Although it took some time for the company to have enough casual loungewear, the product range is “flying off of the shelves” according Nick Wheeler. He founded the business 35 years ago as a mail-order retailer.

Wheeler said that the Covid-19 crisis caused the company to reflect on the increasing popularity of casual wear overnight.

It was clear that the business had to provide casual wear for its customers, rather than formal wear at 80 percent. The founder stated that the clothing had to be “fit for purpose” and offered a variety of clothes people wanted to wear.

He said, “Pretty fast it became apparent that what had been an overall trend for the past 10 years would become — at the least in the near term — a significantly increased trend.” We’d been slow to catch up with this trend for the past 20 years. “We’d become somewhat lazy.”

Charles Tyrwhitt ordered casual shirts, sweaters and formalwear but due to delays from global suppliers Charles Tyrwhitt received containers full of suits in June and July. This was four months after customers started working remotely.

He said, “Whatever happens men will always wear clothing, I hope.” We’re currently running 50/50 formal/casual, which I believe is a good ratio. This balance can be especially important if you have to go back 3 days per week. People will feel more at ease when they work.
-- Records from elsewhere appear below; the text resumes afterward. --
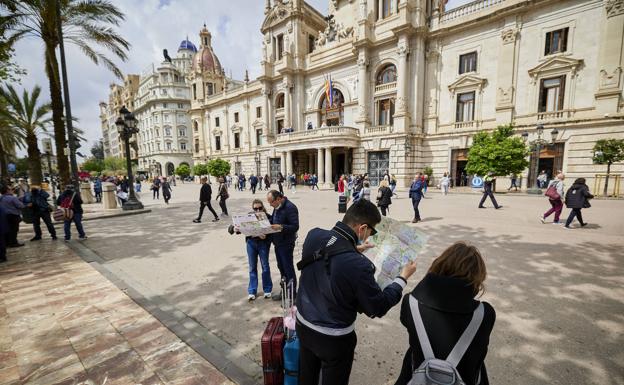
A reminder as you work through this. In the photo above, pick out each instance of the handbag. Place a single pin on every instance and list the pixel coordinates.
(552, 193)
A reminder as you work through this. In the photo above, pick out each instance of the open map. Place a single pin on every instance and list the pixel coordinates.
(396, 244)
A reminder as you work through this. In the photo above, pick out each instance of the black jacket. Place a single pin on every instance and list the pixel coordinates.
(205, 194)
(578, 196)
(386, 197)
(333, 300)
(286, 215)
(446, 307)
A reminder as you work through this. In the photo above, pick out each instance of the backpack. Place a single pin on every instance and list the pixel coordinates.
(434, 371)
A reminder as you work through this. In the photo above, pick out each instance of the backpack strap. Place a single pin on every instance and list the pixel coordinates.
(423, 338)
(466, 338)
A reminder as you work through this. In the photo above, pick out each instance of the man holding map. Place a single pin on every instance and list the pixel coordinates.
(337, 281)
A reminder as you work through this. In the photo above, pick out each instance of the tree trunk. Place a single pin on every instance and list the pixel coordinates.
(56, 99)
(34, 159)
(604, 193)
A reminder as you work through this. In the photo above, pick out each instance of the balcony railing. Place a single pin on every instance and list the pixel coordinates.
(468, 9)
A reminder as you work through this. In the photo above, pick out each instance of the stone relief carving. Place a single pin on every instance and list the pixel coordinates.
(614, 7)
(509, 35)
(610, 80)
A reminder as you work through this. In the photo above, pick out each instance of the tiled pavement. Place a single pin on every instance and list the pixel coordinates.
(62, 322)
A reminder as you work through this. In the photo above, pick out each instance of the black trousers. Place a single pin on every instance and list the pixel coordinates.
(37, 217)
(329, 357)
(201, 210)
(488, 194)
(574, 213)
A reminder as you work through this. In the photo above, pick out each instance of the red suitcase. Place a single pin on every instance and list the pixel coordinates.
(272, 352)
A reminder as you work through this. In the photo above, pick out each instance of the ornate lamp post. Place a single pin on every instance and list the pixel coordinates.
(126, 125)
(537, 145)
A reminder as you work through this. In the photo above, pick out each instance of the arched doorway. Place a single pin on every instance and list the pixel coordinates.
(332, 112)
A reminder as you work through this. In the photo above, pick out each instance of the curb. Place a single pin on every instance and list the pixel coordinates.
(233, 364)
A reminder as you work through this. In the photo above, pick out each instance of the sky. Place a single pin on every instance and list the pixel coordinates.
(151, 26)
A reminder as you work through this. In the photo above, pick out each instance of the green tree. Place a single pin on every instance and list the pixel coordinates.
(498, 151)
(608, 151)
(27, 115)
(183, 171)
(218, 167)
(86, 23)
(200, 169)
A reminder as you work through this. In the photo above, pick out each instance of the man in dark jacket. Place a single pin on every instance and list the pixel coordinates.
(488, 181)
(285, 218)
(337, 282)
(205, 194)
(71, 198)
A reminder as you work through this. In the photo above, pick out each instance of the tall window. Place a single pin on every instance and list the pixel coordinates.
(465, 107)
(468, 62)
(551, 94)
(386, 112)
(387, 74)
(556, 41)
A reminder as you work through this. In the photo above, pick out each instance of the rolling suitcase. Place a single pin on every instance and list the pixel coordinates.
(272, 352)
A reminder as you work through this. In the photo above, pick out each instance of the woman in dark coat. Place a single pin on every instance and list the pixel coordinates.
(446, 299)
(577, 198)
(384, 197)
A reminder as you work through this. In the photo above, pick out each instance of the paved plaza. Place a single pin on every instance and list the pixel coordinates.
(558, 294)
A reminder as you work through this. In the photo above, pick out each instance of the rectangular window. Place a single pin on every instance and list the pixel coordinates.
(556, 41)
(468, 62)
(465, 107)
(551, 94)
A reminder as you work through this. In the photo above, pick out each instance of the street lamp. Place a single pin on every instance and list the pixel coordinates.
(126, 125)
(537, 144)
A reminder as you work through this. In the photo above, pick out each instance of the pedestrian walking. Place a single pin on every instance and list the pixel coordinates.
(166, 187)
(71, 199)
(205, 194)
(38, 201)
(445, 182)
(334, 289)
(416, 195)
(577, 198)
(384, 197)
(13, 209)
(554, 192)
(258, 248)
(442, 315)
(285, 219)
(488, 181)
(222, 196)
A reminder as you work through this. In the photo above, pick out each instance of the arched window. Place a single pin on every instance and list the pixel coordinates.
(386, 75)
(279, 102)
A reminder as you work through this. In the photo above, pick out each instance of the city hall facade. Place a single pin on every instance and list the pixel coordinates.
(411, 84)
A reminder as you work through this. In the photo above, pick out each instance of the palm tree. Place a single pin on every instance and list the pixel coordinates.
(86, 23)
(28, 116)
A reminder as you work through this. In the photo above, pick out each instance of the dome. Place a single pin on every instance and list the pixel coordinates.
(187, 44)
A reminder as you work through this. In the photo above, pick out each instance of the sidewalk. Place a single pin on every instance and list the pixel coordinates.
(61, 322)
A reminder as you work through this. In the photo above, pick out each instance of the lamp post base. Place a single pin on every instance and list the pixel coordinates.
(132, 204)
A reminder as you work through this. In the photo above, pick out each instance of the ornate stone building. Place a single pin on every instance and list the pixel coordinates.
(412, 83)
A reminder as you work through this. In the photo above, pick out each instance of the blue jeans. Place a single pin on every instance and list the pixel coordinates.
(284, 255)
(77, 219)
(259, 248)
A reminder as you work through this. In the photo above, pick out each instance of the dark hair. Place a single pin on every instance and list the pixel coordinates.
(462, 260)
(276, 194)
(362, 212)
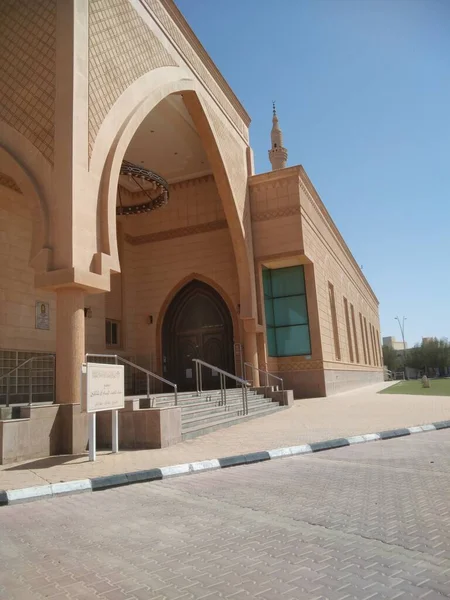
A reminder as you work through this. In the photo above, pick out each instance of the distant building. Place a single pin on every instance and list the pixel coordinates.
(391, 342)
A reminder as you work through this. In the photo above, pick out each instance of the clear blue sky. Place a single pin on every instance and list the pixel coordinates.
(363, 97)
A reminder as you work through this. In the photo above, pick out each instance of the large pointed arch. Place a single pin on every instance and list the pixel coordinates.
(33, 174)
(112, 142)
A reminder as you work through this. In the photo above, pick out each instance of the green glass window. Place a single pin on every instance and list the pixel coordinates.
(286, 312)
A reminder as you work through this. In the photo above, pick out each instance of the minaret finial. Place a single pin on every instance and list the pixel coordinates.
(278, 153)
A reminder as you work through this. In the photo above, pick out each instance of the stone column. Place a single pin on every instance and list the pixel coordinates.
(251, 354)
(69, 344)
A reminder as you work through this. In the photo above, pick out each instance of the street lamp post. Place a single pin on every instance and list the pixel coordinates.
(401, 324)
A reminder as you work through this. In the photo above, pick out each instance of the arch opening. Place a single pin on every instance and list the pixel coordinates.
(197, 324)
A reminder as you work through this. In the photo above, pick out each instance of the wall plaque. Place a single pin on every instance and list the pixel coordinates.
(42, 315)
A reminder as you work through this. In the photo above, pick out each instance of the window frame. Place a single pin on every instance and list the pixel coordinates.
(270, 318)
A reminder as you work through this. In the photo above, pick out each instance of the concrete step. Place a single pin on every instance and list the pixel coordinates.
(190, 412)
(221, 412)
(189, 395)
(199, 402)
(199, 428)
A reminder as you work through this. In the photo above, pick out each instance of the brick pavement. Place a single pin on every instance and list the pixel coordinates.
(352, 413)
(365, 522)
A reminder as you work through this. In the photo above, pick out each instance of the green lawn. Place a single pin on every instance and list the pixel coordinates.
(438, 387)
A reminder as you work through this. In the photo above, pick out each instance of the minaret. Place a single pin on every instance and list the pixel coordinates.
(277, 154)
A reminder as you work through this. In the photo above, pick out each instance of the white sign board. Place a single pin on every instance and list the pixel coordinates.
(104, 387)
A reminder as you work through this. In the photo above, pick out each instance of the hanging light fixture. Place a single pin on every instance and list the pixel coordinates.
(157, 196)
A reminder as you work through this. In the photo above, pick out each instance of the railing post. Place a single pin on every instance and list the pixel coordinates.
(30, 384)
(54, 379)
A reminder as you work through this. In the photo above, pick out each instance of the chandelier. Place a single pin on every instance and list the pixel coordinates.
(153, 186)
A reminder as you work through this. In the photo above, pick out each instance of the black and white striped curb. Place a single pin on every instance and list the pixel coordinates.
(96, 484)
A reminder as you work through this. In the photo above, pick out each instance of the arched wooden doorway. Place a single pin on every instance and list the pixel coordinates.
(197, 324)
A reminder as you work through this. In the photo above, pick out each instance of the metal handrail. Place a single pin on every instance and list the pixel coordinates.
(148, 373)
(267, 375)
(30, 376)
(223, 388)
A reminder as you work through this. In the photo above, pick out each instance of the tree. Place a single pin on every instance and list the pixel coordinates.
(390, 358)
(429, 355)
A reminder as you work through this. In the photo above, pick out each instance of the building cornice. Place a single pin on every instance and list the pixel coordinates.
(271, 176)
(170, 234)
(190, 36)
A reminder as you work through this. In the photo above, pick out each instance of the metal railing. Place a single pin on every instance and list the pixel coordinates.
(266, 373)
(239, 358)
(223, 388)
(148, 374)
(29, 362)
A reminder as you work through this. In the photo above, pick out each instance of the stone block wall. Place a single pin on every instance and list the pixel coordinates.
(18, 295)
(333, 264)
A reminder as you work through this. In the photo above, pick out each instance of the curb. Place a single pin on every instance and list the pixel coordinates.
(96, 484)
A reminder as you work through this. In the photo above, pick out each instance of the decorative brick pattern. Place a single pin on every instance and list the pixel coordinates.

As he appeals to diners for premium fish, a door-to-door seller makes a lot of sales

Sarah Provan, London

Andy Knapton sells fish from Grimsby to residents in south Cambridgeshire for over two decades. But he claims he’s never experienced such demand like the last 12 months. (c) Sarah Provan/FT

Andy Knapton, who has been selling fish out of his van in Cambridgeshire since the early 20th century, has not seen such demand for his produce from Grimsby. This trend has forced him to shift his business towards retail customers for the last 12 months.

Knapton has seen his sales rise over the last year due to Brexit and pandemics. More people have answered Knapton’s call, while domestic demand for fish and other produce has increased.
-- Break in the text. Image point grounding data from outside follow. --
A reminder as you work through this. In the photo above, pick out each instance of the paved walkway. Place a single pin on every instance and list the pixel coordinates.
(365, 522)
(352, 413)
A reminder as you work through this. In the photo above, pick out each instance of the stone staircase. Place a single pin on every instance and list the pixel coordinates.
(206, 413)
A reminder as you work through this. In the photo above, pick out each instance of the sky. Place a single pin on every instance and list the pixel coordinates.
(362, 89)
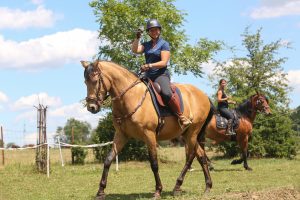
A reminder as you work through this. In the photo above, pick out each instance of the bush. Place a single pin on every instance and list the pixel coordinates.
(133, 150)
(78, 155)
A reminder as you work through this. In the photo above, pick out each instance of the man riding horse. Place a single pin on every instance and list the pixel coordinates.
(157, 55)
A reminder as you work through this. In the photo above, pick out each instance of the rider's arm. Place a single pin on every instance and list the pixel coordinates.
(220, 99)
(136, 46)
(165, 57)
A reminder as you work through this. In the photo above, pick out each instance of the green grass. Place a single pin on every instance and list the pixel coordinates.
(134, 180)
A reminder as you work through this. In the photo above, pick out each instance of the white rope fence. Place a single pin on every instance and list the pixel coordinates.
(62, 144)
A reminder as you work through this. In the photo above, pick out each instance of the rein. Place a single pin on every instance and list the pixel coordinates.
(99, 100)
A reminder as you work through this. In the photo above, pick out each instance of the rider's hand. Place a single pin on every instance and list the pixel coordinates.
(145, 67)
(139, 32)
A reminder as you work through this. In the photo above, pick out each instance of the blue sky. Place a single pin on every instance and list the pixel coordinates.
(42, 42)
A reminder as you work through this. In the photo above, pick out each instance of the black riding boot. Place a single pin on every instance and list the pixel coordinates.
(175, 107)
(229, 130)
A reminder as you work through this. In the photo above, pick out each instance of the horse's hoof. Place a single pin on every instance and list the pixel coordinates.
(207, 190)
(191, 169)
(100, 196)
(177, 192)
(156, 196)
(248, 168)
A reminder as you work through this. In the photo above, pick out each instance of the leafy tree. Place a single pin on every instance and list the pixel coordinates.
(295, 116)
(81, 131)
(262, 70)
(133, 150)
(119, 19)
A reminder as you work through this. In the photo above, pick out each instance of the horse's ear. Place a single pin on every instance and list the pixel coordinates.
(85, 64)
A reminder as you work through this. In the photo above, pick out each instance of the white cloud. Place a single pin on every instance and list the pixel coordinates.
(276, 8)
(20, 19)
(49, 51)
(293, 77)
(3, 97)
(37, 2)
(34, 99)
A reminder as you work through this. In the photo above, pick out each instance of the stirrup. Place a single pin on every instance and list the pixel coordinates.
(231, 132)
(182, 126)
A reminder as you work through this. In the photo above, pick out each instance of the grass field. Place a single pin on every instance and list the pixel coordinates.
(270, 179)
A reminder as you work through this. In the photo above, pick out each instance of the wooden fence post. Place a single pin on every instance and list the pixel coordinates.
(2, 139)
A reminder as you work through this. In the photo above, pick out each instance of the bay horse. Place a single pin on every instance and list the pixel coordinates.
(247, 112)
(134, 116)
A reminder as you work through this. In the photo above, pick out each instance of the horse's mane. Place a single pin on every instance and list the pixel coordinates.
(244, 109)
(121, 67)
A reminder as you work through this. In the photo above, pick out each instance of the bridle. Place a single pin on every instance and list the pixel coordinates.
(99, 99)
(258, 104)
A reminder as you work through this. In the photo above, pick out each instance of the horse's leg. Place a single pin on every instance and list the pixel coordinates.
(190, 155)
(202, 144)
(202, 158)
(187, 157)
(243, 144)
(244, 148)
(154, 165)
(118, 143)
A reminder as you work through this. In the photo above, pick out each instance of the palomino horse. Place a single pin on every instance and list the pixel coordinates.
(135, 117)
(247, 111)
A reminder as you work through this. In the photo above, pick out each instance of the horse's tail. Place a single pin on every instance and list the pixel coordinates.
(201, 135)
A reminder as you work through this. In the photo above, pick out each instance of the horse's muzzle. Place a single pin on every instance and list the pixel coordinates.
(93, 108)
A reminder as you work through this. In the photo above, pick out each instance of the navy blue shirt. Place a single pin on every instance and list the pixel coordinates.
(152, 55)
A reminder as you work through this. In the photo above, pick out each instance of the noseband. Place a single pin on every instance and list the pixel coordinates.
(99, 99)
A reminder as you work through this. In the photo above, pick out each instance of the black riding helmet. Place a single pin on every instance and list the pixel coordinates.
(153, 23)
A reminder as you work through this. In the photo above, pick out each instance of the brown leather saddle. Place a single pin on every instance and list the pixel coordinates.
(222, 122)
(157, 91)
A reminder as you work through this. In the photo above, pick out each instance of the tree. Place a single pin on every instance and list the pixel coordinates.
(295, 116)
(81, 131)
(262, 70)
(119, 19)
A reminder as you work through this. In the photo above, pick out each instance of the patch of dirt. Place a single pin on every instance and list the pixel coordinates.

However, sales to wholesale customers like restaurants and bars plummeted during Covid-19 lockdowns.

Knapton’s sales have increased steadily since 1992 when he started trading. But, last year was a record-breaking year for demand and sales rose 50%.
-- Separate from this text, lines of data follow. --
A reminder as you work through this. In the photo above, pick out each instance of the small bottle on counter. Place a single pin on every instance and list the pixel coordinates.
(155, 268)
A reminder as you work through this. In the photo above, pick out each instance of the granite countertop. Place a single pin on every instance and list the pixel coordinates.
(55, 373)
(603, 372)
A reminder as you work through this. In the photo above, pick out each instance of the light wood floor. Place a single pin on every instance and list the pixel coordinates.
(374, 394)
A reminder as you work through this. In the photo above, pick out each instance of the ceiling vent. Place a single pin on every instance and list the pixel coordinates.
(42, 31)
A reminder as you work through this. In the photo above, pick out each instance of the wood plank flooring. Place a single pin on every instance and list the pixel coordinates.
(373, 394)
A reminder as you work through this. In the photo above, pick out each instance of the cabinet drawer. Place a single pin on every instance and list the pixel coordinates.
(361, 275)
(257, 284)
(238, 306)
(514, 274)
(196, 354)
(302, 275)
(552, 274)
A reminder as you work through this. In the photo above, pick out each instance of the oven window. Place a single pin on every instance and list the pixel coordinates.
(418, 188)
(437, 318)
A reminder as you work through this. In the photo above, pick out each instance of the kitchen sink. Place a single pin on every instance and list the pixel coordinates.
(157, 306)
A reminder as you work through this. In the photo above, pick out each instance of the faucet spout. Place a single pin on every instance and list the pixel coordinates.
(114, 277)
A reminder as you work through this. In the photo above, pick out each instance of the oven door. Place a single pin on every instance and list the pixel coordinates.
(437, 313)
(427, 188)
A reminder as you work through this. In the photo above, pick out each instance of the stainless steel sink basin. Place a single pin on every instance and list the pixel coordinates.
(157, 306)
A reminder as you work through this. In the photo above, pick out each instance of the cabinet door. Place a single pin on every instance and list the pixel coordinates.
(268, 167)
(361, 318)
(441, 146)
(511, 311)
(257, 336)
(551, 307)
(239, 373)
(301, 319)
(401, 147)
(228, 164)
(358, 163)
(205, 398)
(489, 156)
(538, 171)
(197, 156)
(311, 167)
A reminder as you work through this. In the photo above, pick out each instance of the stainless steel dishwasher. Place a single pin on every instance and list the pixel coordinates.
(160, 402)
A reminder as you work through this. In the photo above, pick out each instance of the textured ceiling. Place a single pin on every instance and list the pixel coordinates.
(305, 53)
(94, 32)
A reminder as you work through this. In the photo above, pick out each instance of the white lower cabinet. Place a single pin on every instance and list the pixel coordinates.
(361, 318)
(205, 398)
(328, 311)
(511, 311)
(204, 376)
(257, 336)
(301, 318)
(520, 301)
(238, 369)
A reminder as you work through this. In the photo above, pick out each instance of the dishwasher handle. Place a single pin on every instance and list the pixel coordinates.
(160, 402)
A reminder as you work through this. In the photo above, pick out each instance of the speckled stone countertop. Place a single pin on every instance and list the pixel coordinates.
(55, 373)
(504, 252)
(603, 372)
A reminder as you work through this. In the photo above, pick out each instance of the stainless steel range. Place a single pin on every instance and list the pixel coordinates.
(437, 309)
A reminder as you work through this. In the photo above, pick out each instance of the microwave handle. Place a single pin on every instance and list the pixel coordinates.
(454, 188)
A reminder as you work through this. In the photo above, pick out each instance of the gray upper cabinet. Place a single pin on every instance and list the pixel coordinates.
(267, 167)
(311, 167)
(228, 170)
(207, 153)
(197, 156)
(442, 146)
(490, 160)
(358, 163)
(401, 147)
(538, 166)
He said, “I don’t have the time to grow my wholesale clients.” It takes so long to service them because margins are tight. Retail customers alone are sufficient, plus it is much more profitable financially.

Knapton has seen his sales rise by almost half since November 2020. His gross profit is up 55% and he’s served approximately 53 percent more homes in the last 12 months, as clients spend more time in their kitchen.

This is a significant increase in his work hours, which has increased to 70 hours per semaine over the last 12 months, compared with 55 hours before March 2013.

One-fifth (or less) of his wholesale sales were made in pre-pandemic years. Coronavirus-induced lockdowns have caused this to drop as low as 1%.

Not only has the shift from wholesale to retailers been a result of the pandemic. The Covid-19 hygiene requirements compelled the Director of AK Fisheries, to use a credit card reader instead of relying on cash, cheques or online payments. This tweak has helped his business generate more sales and eased payment.

He said that he resisted the idea for so many reasons, including high charges. But Covid made it possible to move from cash and checks to contactless payment. It has been beneficial for my business.”